Traduction par Albert Montémont.
Ménard (Œuvres de Walter Scott, volume 24p. 351-357).


CHAPITRE XXX.

LES DEUX OFFICIERS.


Revêtu d’une armure complète, et tenant de la main droite l’étendard de ses pères, Tancrède restait avec sa poignée de guerriers comme autant de statues de bronze, s’attendant à être attaqués par les troupes grecques qui occupaient la lice, ou par les habitants qui sortaient en foule des portes de la ville… quelques uns soldats, d’autres citoyens, et la plupart équipés comme pour combattre. Ces personnes, alarmées des divers bruits qui avaient couru sur les combattants et sur l’issue de l’affaire, se dirigèrent vers l’étendard du prince Tancrède, avec l’intention de le renverser et de disperser les Francs. S’il est parfois arrivé au lecteur de parcourir un pays de pâturages, suivi d’un chien de bonne race, il doit avoir remarqué dans la déférence forcée du chien de berger pour le noble animal, tandis qu’il traverse la vallée solitaire dont le premier s’imaginait être le seigneur et le gardien, quelque chose de semblable à la conduite des Grecs, quand ils approchèrent de la petite troupe des Francs. Au premier symptôme de l’arrivée d’un intrus, le chien de berger se réveille en sursaut et se précipite vers l’arrivant avec une bruyante déclaration de guerre ; mais quand la diminution de la distance montre à l’agresseur la taille et la force de son adversaire, il fait comme le croiseur, qui dans une chasse s’aperçoit, à sa grande surprise et à sa frayeur non moins grande, qu’il lui faut combattre un navire à deux ponts au lieu d’un. Il s’arrête, suspend ses bruyants aboiements, et enfin bat honteusement en retraite vers son maître, donnant les preuves les plus déshonorantes qu’il refuse positivement le combat.

Ce fut de cette manière que les troupes des Grecs tumultueux, avec force cris et force bravades, s’élancèrent de la lice et de la ville, avec l’intention de chasser les compagnons peu nombreux de Tancrède du lieu qu’ils occupaient. Mais lorsqu’ils se furent avancés de manière à observer l’ordre et le calme des hommes qui avaient pris terre, et maintenant rangés sous la bannière de leur noble capitaine, les Grecs changèrent totalement leur résolution : leur course devint une marche incertaine et tremblante, leurs têtes se tournèrent plus souvent du côté d’où ils venaient que vers l’ennemi ; et leur désir de provoquer une lutte s’évanouit tout-à-fait quand ils ne virent pas le moindre indice que leurs adversaires s’en inquiétassent.
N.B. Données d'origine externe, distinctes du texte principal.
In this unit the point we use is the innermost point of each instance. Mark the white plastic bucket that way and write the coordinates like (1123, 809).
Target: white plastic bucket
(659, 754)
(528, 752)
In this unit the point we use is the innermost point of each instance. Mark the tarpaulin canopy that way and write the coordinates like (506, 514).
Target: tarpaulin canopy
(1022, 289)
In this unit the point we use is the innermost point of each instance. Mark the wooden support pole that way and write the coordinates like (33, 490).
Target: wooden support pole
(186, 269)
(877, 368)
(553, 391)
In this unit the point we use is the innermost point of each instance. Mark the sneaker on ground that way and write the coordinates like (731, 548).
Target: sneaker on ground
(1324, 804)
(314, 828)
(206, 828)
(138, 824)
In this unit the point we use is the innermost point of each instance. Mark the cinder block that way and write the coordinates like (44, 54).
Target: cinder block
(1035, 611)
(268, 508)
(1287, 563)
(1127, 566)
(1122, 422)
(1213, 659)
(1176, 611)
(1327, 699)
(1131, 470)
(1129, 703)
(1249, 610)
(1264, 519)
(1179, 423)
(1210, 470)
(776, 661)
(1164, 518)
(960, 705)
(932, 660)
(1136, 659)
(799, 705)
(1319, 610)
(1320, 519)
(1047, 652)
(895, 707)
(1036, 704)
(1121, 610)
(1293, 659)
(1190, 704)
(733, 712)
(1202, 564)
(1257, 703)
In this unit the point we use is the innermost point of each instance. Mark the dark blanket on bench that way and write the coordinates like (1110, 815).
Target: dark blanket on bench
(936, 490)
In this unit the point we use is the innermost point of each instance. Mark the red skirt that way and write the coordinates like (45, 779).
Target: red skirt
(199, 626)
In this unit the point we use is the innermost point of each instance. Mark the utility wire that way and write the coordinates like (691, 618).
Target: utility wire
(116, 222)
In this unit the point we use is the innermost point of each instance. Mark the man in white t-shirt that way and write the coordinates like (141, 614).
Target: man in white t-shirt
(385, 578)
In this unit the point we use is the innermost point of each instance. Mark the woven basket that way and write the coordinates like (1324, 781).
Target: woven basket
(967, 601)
Ce qui ajoutait à l’extrême confiance avec laquelle les Latins maintenaient leur position, c’étaient les renforts fréquents, quoique peu nombreux, qu’ils recevaient de leurs camarades qui débarquaient par détachements le long de la baie ; au bout d’une heure, leur nombre s’était élevé, tant à pied qu’à cheval, à celui qui existait en partant de Scutari, sauf quelques hommes qui avaient péri.

Une autre raison qui empêcha d’attaquer les Latins, fut le peu de disposition des deux principaux partis qui se trouvaient là en armes, à entrer en querelle avec eux. Les soldats de toute espèce, qui étaient fidèles à l’empereur, et surtout les Varangiens, avaient ordre de rester fermes à leur poste, quelques uns dans la lice, et d’autres en différents lieux de réunion dans Constantinople même, où leur présence était nécessaire pour prévenir les effets de l’insurrection connue d’Alexis. Ils ne firent donc aucune démonstration hostile contre la troupe des Latins, et l’intention de l’empereur n’était nullement qu’ils en fissent.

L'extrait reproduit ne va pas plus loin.